It’s a fact: I love libraries too much.
I suppose it’s not the worst addictive habit to have. I just thought that I wouldn’t want to be in another relatively quiet room, surrounded by books and the laughter of small children scouring picture books on one of my two days off from working at my own community library. But no. I’ve found myself in just another library today. Another thing: it’s not the first time this summer it has happened. A few weeks ago I stopped at one library to read and write for half an hour before driving down the road to start work . . . at the library.
There are many different stages of my life that helped build this habit. Vague memories of traveling to the libraries in Naperville Illinois and Brentwood Tennessee when I was very little. Sweet librarians in both my elementary and middle school libraries in Austin, Texas (fun fact: both librarians are still working at those schools now. I guess it’s a hard job to retire from, but at the same time I love knowing more generations are going to get the same loving introduction to libraries as I did). During middle school my friends and I would chow down our lunches quickly and dash into the cool library for the remainder of the period, chatting about Lone Star book with Mrs. Lloyd until the bell pulled us back to class.
The habit lapsed for some reason in high school and even at the beginning of my undergraduate career at Rice, I stayed away from Fondren’s never-ending stacks and cold floors for my first two years. Until I studied abroad at Oxford University.

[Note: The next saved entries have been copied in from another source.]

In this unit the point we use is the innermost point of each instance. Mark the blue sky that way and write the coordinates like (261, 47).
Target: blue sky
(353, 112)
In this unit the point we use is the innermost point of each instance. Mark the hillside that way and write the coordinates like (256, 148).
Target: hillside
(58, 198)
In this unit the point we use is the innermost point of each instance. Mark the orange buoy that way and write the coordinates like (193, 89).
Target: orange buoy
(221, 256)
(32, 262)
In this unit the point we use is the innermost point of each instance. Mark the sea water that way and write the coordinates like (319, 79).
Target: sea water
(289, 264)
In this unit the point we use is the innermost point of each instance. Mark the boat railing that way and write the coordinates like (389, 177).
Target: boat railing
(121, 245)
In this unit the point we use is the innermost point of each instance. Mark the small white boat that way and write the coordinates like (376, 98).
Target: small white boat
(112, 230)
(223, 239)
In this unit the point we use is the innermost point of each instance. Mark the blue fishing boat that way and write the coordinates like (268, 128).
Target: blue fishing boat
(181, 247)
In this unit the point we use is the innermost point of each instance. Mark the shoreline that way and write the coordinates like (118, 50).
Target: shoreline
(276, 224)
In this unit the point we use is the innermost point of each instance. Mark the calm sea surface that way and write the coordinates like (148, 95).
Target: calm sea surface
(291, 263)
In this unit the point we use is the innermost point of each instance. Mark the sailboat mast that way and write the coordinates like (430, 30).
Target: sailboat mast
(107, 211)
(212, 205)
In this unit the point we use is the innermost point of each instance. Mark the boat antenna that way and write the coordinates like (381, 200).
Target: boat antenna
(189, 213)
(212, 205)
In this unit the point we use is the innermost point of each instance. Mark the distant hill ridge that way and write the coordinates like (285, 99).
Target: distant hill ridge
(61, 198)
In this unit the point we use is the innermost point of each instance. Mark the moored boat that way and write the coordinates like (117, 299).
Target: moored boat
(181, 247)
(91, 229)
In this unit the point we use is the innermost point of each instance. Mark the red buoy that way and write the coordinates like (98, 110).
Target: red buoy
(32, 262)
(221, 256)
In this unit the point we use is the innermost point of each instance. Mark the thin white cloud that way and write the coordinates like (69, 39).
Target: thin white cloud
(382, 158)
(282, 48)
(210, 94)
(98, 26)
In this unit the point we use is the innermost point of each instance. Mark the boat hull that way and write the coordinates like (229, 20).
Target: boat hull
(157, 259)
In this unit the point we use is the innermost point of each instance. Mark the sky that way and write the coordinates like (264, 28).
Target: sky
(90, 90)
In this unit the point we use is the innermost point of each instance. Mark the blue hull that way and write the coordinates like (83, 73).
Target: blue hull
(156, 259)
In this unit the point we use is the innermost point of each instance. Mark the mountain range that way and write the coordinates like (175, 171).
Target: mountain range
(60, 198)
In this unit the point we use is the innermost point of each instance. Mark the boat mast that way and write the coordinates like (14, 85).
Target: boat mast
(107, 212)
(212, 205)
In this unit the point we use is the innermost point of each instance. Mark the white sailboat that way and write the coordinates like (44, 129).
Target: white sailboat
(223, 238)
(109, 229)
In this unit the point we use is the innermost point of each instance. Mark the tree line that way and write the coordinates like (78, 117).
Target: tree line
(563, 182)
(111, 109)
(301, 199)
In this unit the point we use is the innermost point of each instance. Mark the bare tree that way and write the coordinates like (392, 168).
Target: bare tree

I spent so much time in libraries partially because my college, Hertford, was across the street from one of the world’s most famous libraries, the Bodleian and its accompanying iconic building, the Radcliffe Camera. But I continued to explore various spots in Oxford’s various libraries because that’s some of the first advice I received from the head visiting students tutor. She told us not to spend most of the time in our rooms, studying within the same blank walls, but to change it up not only from day to day and week to week, but from morning to afternoon. I began to transfer locations not only when I needed new resources, but when the mood struck me after lunch. Each table, each chair, each floor of the libraries had a different feel to it. Sometimes it led me to a pushed away corner or a darker corridor where no one would come by to distract my glance from the screen or book. Sometimes it led me to communal study tables where everyone focused, but with their books piled up and mixed together.
And now the habit continues. I work in the Bee Cave Library, a community library very much in the center of family activities with its large picture book section and its location literally in the center of the city. It’s never a quiet space, but one where multiple librarians or patrons can chime in with a great, unexpected suggestion. Especially for fun reads. I don’t know the Lake Travis Community Library as well, but it has a fabulous view at the back of a water feature. The modern architecture sometimes feels cold and unwelcoming, but it offers some of the best armchairs for deep focus.
There are so many libraries I could review, so many other reasons why I love these free community spaces. I have to remind myself to slow down and think about all the wonderful new libraries I will get to frequent next year in Toronto and at York University.
Library nerd forever! You can’t make me ashamed of hanging out with librarians at the bar down the block after a long shift or “library-hopping.”